Black Myth : Wukong, considéré comme le premier véritable jeu AAA chinois, a battu le record Steam du nombre de joueurs simultanés pour un titre solo, dépassant ainsi Cyberpunk 2077. Il est également devenu le deuxième jeu avec le plus grand nombre de joueurs simultanés (multijoueur compris), dépassant ainsi Palworld. Ce jeu d'action-aventure basé sur le roman Journey to the West du 16e siècle a atteint son apogée avec 2 223 179 joueurs.
L'analyste du secteur Simon Carless de GameDiscoverCo a publié tôt mardi sur X (Twitter) une estimation selon laquelle la répartition régionale de Black Myth : Wukongs favorisait fortement le pays d'origine. Le camembert de l'agence montrait que la Chine s'appropriait 88 % des joueurs du jeu. (Les États-Unis arrivaient en deuxième position avec seulement 3 %.) Bien que certains aient interprété ces chiffres comme étant peut-être exagérés, le jeu est sorti dans l'hémisphère occidental au milieu de la nuit, et les statistiques de Carless ont été publiées vers 5 heures du matin.
Les records du titre interviennent sur fond d'accusations de misogynie et de censure à l'encontre du développeur Game Science. Les streamers qui ont reçu une clé d'accès anticipé ont reçu un document (juridiquement non contraignant) qui a suscité l'émoi.
Le document contenait une liste de sujets interdits dont les streamers ne devaient pas parler pendant la diffusion du jeu.
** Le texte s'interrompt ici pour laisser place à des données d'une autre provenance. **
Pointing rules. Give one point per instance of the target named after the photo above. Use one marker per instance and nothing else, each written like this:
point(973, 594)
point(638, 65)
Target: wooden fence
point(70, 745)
Le New York Times a rapporté que parmi les sujets interdits figuraient la politique, la "propagande féministe", COVID-19, l'industrie chinoise des jeux vidéo et tout ce qui "encourage un discours négatif". (Les streamers ont reçu la liste, pas les critiques).
Bien sûr, la mention de COVID peut facilement être associée aux restrictions "zéro COVID" du pays.
En ce qui concerne la restriction de "propagande féministe" imposée aux streamers de Black Myth : Wukong, il est facile d'établir un lien direct avec les accusations généralisées de misogynie portées contre le développeur Game Science et les personnes qui y travaillent, y compris certains de ses cofondateurs. Parmi les nombreux cas (résumés dans une histoire d'IGN datant de 2023), il y avait des affiches de recrutement de Game Science datant de 2015, dont l'une suggérait que les amis bénéficiant d'avantages sociaux étaient un avantage au bureau, et une autre montrait un haltère avec le texte (traduit) "Fatties should fuck off" (les gros devraient aller se faire foutre). (Beurk.) Les accusations ne s'arrêtent pas là.
Game Science a des liens avec le gouvernement chinois, qui n'est pas étranger aux accusations de misogynie et de censure. Pour ne citer que quelques exemples : Le hashtag #MeToo a été censuré ou bloqué sur les plateformes sociales chinoises au plus fort du mouvement, les contributions des groupes et voix féministes et LGBTQ+ sont systématiquement bloquées ou supprimées sur les médias sociaux du pays, les perspectives féministes sont souvent limitées ou censurées dans les institutions académiques chinoises et les activistes ne sont pas étrangères au harcèlement, à la surveillance ou aux arrestations.
Tencent Holdings, qui détient cinq pour cent des actions selon le NY Times, a des liens directs avec le gouvernement de Xi. L'éditeur du jeu, Zhejiang Publishing & Media, appartient majoritairement au gouvernement provincial du Zhejiang. Enfin, Hero Games, l'entreprise qui a envoyé les clés des streamers pour le compte de Game Science, a des liens financiers avec "plusieurs entreprises publiques", selon le NYT. Hero Games détient environ 20 pour cent de Game Science.
Certains streamers qui ont reçu les clés (et la bureaucratie qui va avec) ont décidé de ne pas couvrir le jeu. "Depuis 15 ans que je fais ce travail, je n'ai jamais rien vu d'aussi honteux. C'est un document clair sur le fait que nous devons nous autocensurer", a déclaré le célèbre streamer français Benoit Reinier (traduit) dans une vidéo YouTube.
Dans la preview d'Engadget de Black Myth : Wukong, publiée cet été (et qui ne contenait pas de dispositions relatives aux sujets censurés, comme celles reçues par les streamers), Mat Smith a trouvé le jeu visuellement époustouflant. Nous avons trouvé que la démo "se distinguait par la beauté de l'environnement, le design bizarre des monstres et la bande-son calme et inquiétante". Le jeu est disponible dès maintenant sur PC et PS5.